La scia di una lacrima unisce Gesù alla Chiesa di oggi. Lacrima che scende dal viso del Salvatore per la “chiusura del cuore” di Gerusalemme, della “città eletta, del popolo eletto”, il quale “non aveva tempo per aprirgli la porta”. Allo stesso modo, Gesù “continua a bussare alle porte, come ha bussato alla porta del cuore di Gerusalemme: alle porte dei suoi fratelli, delle sue sorelle; alle porte nostre, alle porte del nostro cuore”. Ma Gerusalemme “ha chiuso il suo cuore davanti al Signore”, poiché “non si era accorta che aveva bisogno di salvezza”. Di qui “il pianto di Gesù”, che è “il pianto sulla sua Chiesa, oggi, su di noi”.
Nella Messa mattutina a Casa Santa Marta, papa Francesco commenta il passo del Vangelo relativo alle lacrime di Gesù su Gerusalemme paragonando l’atteggiamento della “città eletta” a quello, sovente, della Chiesa odierna. “Perché Gerusalemme non aveva ricevuto il Signore?”, si chiede il Pontefice. Perché era “tranquilla con quello che aveva, non voleva problemi”, la sua risposta. E ancora, prosegue il Papa citando le parole che Gesù rivolge a Gerusalemme, “se avessi compreso anche tu, in questo giorno, quello che ti porta la pace. Non hai riconosciuto il tempo in cui sei stata visitata”.
Il Santo Padre osserva che la città “aveva paura di essere visitata dal Signore”, paura “della gratuità della visita del Signore”, in quanto “era sicura nelle cose che lei poteva gestire”. Anche noi, la riflessione del Papa, “siamo sicuri nelle cose che possiamo gestire”. Tuttavia, prosegue, “la visita del Signore, le sue sorprese, noi non possiamo gestirle”.
È così che ci comportiamo come Gerusalemme, che “aveva paura del Signore, del suo Sposo, del suo Amato”. Il Papa spiega che “quando il Signore visita il suo popolo, ci porta la gioia, ci porta la conversione. E tutti noi abbiamo paura non dell’allegria – no! – ma sì della gioia che porta il Signore, perché non possiamo controllarla”. E questa, altro non è che “paura della conversione”, poiché “convertirsi significa lasciare che il Signore ci conduca”.

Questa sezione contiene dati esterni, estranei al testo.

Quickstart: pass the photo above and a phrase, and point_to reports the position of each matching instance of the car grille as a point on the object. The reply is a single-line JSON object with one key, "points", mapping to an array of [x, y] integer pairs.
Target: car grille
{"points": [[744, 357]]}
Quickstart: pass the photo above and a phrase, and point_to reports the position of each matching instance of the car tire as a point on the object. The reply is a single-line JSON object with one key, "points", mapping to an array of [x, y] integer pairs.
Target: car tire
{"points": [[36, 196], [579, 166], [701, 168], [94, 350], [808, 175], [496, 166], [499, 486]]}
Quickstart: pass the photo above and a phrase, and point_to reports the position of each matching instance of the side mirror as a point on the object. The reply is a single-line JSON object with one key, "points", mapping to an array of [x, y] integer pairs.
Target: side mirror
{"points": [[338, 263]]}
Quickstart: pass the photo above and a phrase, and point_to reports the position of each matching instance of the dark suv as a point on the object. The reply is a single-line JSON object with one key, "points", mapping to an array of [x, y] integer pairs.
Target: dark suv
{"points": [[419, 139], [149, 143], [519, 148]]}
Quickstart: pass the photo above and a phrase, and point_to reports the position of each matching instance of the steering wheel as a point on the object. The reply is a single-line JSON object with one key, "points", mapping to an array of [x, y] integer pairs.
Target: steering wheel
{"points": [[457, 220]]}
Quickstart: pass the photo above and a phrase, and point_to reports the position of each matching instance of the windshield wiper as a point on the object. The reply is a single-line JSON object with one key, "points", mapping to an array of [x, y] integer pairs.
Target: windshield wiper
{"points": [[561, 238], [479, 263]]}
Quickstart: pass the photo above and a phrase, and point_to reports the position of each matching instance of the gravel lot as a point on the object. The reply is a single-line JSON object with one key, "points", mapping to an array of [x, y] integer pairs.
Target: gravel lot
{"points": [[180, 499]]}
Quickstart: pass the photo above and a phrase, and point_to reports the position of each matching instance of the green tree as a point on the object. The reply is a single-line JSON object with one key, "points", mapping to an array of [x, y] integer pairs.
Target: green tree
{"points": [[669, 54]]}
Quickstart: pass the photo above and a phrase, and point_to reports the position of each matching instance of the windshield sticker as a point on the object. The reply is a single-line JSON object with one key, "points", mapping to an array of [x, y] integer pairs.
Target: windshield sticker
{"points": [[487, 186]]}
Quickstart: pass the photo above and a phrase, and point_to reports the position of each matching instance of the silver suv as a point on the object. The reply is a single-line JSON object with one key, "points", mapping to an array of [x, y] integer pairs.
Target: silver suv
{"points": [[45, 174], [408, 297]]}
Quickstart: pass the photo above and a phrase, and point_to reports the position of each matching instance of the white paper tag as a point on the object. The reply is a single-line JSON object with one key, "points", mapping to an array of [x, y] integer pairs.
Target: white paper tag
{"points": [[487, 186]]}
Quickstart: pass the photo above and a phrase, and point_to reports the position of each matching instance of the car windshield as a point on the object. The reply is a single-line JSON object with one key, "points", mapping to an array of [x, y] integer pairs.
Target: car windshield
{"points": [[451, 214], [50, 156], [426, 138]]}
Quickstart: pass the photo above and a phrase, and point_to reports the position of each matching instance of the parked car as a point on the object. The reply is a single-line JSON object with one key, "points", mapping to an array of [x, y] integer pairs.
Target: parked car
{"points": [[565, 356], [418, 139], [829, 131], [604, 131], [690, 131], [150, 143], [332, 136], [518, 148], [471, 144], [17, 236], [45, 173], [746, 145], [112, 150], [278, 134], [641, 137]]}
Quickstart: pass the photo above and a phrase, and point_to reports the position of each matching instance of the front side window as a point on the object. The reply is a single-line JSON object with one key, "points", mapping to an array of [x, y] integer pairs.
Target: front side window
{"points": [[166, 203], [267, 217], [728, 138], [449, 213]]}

Il Papa descrive poi la monotona routine religiosa di Gerusalemme, nella quale “il tempio funzionava, i sacerdoti facevano sacrifici, la gente veniva in pellegrinaggio, i dottori della legge avevano sistemato tutto: Tutto chiaro! Tutti i comandamenti chiari”. Una situazione di tranquillità che faceva sì che Gerusalemme tenesse “la porta chiusa”. Ebbene – ha aggiunto Francesco – la croce, “prezzo di quel rifiuto”, ci mostra l’amore di Gesù, “il quale piange anche oggi, tante volte, per la sua Chiesa”.
Di qui, la domanda del Pontefice: “Oggi noi cristiani, che conosciamo la fede, il catechismo, che andiamo a Messa tutte le domeniche, noi cristiani, noi pastori, siamo contenti di noi perché abbiamo tutto sistemato e non abbiamo bisogno di nuove visite del Signore..?”. La risposta sta nell’atteggiamento del Signore, che “continua a bussare alla porta, di ognuno di noi e della sua Chiesa, dei pastori della Chiesa”. “Eh sì – ha sospirato infine il Papa – la porta del cuore nostro, della Chiesa, dei pastori non si apre: il Signore piange, anche oggi”.